The Vitis HLS tool synthesizes a C or C++ function into RTL code for implementation in the programmable logic (PL) region of a Versal ACAP, Zynq MPSoC, or Xilinx FPGA device. Vitis HLS is tightly integrated with both the Vivado Design Suite for synthesis, place, and route, and the Vitis core development kit for heterogeneous system-level design and application acceleration.
Vitis HLS can be used to develop and export:
- Vivado IP to be integrated into hardware designs using the Vivado Design Suite
- Vitis kernels for use in the Vitis application acceleration development flow
In the Vitis application acceleration flow, the Vitis HLS tool automates much of the code modifications required to implement and optimize the C/C++ code in programmable logic and to achieve low latency and high throughput. The inference of required pragmas to produce the right interface for your function arguments and to pipeline loops and functions within your code is the foundation of Vitis HLS.

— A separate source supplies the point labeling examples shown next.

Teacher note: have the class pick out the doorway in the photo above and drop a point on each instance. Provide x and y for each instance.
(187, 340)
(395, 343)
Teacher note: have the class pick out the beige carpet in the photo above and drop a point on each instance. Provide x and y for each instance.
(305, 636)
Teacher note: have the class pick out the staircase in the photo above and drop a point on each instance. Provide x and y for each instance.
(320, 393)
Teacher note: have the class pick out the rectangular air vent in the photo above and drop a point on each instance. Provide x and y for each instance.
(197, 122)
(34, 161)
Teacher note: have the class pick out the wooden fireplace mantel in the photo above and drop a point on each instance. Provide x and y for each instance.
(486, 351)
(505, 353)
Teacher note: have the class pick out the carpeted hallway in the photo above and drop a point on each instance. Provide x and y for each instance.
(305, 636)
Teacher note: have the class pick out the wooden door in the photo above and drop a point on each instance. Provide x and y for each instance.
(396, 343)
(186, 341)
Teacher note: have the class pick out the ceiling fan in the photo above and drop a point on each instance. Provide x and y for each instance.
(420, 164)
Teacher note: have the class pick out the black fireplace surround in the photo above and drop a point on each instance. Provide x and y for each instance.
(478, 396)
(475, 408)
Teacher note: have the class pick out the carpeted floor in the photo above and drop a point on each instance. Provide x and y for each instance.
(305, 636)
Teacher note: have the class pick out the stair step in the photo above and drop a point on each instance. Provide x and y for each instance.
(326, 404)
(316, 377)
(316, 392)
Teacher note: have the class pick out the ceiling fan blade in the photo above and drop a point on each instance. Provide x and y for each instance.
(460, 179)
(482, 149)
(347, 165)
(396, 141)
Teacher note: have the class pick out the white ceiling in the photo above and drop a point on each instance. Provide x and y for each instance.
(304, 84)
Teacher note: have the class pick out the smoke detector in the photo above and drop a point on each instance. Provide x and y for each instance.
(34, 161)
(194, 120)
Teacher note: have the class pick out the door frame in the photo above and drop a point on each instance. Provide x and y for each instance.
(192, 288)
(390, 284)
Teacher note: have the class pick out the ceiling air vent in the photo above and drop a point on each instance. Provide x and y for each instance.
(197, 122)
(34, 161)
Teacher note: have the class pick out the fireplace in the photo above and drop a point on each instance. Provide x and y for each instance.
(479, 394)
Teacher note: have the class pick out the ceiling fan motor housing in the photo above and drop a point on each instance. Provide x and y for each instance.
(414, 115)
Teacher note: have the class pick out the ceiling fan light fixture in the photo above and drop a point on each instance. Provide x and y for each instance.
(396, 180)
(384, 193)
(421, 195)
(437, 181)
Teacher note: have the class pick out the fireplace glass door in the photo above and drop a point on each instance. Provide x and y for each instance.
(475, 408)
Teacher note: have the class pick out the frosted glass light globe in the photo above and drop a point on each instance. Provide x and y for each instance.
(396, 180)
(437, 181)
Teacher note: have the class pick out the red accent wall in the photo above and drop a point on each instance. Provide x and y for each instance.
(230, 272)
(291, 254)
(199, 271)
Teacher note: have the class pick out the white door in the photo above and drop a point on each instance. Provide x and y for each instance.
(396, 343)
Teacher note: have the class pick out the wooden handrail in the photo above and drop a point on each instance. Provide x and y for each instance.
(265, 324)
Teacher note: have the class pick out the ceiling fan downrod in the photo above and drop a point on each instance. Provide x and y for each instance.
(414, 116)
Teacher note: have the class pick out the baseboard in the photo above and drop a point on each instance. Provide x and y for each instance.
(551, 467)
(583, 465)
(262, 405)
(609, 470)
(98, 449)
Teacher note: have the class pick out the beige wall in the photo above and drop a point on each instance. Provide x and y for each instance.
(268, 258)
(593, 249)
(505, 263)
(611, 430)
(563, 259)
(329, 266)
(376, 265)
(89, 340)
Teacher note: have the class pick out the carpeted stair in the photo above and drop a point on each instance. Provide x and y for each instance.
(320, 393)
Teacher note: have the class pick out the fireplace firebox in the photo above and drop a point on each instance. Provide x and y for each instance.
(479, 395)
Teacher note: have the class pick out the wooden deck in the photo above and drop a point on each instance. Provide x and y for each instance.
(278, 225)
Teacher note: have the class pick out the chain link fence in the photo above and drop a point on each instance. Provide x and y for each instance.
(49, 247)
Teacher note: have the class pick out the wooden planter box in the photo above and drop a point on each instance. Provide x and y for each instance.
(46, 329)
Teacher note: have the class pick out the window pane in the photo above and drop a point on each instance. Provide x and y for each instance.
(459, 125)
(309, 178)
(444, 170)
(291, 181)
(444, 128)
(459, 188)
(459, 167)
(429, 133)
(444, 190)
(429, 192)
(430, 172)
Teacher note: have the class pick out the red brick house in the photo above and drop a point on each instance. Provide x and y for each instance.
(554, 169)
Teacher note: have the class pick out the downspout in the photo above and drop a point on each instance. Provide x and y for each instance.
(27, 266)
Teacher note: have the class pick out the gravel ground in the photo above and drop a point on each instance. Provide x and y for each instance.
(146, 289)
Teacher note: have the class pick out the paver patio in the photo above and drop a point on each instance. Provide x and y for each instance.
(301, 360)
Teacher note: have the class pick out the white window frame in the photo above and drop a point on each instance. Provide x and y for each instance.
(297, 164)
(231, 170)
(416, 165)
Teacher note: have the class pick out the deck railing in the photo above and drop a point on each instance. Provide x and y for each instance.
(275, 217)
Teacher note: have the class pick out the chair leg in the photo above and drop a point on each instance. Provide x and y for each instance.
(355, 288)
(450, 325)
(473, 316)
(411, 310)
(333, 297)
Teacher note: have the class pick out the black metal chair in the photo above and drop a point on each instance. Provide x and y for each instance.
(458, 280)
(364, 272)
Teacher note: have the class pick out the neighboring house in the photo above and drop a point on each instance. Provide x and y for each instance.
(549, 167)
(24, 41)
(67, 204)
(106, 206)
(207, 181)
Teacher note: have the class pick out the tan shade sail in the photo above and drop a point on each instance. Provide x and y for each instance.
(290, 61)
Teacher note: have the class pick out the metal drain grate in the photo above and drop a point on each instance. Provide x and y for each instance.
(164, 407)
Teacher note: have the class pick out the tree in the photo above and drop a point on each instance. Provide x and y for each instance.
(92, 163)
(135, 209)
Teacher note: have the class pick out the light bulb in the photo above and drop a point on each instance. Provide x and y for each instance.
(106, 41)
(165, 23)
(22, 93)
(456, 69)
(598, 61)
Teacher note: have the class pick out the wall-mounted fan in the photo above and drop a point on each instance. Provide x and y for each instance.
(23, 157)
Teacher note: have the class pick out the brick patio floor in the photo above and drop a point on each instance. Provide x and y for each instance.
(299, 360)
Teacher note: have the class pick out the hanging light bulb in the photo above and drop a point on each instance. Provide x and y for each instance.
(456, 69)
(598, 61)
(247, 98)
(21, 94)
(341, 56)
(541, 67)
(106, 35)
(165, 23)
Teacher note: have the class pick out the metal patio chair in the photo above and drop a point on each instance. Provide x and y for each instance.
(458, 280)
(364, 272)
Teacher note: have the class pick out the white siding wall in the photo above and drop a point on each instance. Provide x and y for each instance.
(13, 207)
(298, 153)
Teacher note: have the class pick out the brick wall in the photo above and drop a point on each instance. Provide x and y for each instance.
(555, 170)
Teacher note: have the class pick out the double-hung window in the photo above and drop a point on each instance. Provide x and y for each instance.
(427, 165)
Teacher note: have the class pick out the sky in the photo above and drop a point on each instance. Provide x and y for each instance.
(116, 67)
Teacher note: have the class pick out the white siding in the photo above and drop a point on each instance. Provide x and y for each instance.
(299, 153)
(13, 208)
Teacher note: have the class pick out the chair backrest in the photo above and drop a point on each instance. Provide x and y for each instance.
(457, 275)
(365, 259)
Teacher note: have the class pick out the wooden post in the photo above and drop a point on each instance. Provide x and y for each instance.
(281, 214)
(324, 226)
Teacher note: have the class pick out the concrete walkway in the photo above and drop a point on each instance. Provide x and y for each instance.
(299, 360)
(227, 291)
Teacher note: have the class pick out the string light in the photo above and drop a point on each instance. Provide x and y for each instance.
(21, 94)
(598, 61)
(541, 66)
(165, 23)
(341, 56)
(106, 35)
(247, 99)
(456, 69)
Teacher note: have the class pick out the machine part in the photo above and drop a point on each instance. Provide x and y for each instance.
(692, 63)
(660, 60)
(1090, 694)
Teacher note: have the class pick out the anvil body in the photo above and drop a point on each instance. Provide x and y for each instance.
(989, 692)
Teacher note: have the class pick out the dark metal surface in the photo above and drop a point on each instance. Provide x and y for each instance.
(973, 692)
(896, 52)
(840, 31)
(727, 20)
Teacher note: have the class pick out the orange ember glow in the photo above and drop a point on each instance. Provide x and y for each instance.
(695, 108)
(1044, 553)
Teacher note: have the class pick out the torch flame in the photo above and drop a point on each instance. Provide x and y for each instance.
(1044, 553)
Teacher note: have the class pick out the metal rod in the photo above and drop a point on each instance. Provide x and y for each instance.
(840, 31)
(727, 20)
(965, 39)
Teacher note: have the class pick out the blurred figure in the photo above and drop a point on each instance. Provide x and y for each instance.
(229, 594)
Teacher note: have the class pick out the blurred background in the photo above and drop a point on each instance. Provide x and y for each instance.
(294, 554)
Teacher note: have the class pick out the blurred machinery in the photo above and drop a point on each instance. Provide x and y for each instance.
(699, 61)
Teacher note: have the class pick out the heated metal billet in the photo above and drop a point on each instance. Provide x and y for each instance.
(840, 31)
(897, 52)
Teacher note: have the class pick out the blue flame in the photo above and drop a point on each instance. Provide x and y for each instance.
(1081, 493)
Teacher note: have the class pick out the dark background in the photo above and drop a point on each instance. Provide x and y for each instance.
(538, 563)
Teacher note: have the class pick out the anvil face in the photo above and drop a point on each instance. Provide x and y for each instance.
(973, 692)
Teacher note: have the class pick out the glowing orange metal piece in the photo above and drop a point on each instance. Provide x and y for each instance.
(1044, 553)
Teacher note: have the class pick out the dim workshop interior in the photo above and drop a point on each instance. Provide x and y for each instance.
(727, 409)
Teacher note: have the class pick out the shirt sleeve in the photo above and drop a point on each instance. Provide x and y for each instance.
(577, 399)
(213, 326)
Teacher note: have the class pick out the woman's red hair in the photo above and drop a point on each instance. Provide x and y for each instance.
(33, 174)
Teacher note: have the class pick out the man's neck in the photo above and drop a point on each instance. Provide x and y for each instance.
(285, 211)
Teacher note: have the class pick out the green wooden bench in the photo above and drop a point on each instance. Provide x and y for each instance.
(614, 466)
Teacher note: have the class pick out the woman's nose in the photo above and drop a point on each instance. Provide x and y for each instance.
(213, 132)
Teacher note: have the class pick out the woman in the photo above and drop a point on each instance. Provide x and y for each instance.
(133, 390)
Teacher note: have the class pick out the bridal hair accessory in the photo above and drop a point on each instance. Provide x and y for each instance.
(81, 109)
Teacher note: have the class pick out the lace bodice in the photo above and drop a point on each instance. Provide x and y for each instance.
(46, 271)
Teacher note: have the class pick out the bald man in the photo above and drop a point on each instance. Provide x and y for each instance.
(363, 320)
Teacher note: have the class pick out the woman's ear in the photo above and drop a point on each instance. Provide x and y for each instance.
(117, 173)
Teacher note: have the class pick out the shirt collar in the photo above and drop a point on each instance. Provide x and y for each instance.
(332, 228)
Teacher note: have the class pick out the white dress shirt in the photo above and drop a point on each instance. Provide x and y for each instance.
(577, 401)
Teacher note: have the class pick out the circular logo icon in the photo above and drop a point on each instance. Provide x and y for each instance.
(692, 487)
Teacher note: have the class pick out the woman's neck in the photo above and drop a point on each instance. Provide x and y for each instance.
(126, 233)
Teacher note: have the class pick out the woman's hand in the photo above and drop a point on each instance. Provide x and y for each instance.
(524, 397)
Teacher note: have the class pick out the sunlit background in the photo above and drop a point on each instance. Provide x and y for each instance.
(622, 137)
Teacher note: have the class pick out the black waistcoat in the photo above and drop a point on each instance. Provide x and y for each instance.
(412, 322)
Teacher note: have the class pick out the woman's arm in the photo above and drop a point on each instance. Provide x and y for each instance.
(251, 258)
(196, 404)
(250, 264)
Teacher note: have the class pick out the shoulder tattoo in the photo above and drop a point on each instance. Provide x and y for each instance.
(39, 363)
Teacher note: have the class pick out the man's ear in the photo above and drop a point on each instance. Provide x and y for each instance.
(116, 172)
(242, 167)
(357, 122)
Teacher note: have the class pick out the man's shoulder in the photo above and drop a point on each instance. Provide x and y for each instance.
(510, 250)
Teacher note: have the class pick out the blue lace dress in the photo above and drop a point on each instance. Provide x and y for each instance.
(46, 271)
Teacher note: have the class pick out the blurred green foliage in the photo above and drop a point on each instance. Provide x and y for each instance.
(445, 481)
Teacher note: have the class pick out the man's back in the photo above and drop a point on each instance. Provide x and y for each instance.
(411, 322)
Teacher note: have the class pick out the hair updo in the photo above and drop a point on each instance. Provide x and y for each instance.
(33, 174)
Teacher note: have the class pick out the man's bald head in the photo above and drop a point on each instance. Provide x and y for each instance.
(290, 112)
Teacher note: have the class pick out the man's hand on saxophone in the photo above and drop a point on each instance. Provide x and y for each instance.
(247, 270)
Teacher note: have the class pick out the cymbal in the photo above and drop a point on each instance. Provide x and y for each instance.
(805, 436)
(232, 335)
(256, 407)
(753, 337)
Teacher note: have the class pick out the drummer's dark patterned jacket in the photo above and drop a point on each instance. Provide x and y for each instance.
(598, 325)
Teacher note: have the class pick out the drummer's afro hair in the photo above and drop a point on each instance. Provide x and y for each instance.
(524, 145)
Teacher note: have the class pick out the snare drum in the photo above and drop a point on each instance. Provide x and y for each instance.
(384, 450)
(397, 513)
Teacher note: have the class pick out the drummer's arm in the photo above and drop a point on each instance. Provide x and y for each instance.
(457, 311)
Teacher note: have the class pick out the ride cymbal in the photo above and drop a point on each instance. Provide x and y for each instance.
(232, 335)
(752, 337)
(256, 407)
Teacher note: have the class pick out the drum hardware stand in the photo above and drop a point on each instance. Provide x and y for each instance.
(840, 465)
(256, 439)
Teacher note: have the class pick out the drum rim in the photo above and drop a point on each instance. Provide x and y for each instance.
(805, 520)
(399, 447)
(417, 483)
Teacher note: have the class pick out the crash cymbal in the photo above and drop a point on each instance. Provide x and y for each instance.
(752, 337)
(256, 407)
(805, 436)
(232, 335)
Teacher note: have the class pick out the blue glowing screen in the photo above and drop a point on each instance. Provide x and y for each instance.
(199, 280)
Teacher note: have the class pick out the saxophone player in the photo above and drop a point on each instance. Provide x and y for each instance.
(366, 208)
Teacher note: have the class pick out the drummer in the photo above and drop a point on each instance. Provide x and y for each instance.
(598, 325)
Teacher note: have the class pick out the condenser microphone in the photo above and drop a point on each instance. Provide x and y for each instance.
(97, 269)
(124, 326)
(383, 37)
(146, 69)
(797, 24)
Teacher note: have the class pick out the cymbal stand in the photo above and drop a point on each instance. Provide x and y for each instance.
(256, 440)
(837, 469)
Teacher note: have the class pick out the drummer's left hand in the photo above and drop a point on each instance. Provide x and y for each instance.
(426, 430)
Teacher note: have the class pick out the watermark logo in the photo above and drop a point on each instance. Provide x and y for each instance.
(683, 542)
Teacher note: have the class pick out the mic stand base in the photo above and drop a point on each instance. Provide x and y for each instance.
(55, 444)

In the Vivado IP flow, Vitis HLS also supports customization of your code to implement broader interface standards to achieve your design objectives. The RTL generated can be used as an IP directly within the Vivado tool or Model composer.
Here are the steps for the development of the C++ function.
- Architect the algorithm based on the Design Principles
- (C-Simulation) Verify the C/C++ Code with the C/C++ testbench
- (C-Synthesis) Generate the RTL using HLS
- (Co-Simulation) Verify the kernel generated with C++ outputs
- (Analyze) Review the HLS synthesis reports and co-simulation reports, analyze
- Re-run previous steps until performance goals are met.
Vitis HLS implements the solution based on the target flow, default tool configuration, design constraints, and any optimization pragmas or directives you specify. You can use optimization directives to modify and control the implementation of the internal logic and I/O ports, overriding the default behaviors of the tool.
Vitis HLS generates Vivado IP or Vitis kernel based on the target flow, default tool configuration, design constraints, and any optimization pragmas or directives you specify. You can use optimization directives to modify and control the implementation of the internal logic and I/O ports, overriding the default behaviors of the tool.
Here are some key areas related to coding and synthesizing the C++ functions in your HLS design with details covered in forthcoming sections:
- Hardware Interfaces
- The arguments of the top-level function in a Vitis HLS design are synthesized into interfaces and ports that group multiple signals to define the communication protocol between the HLS design and components external to the design. Vitis HLS defines interfaces automatically, using industry standards to specify the protocol used. The default interface protocols differ based on whether the HLS design is targeting for Vivado IP generation or the Vitis kernel. The default assignments of the interfaces can be overridden by using the INTERFACE pragma or directive.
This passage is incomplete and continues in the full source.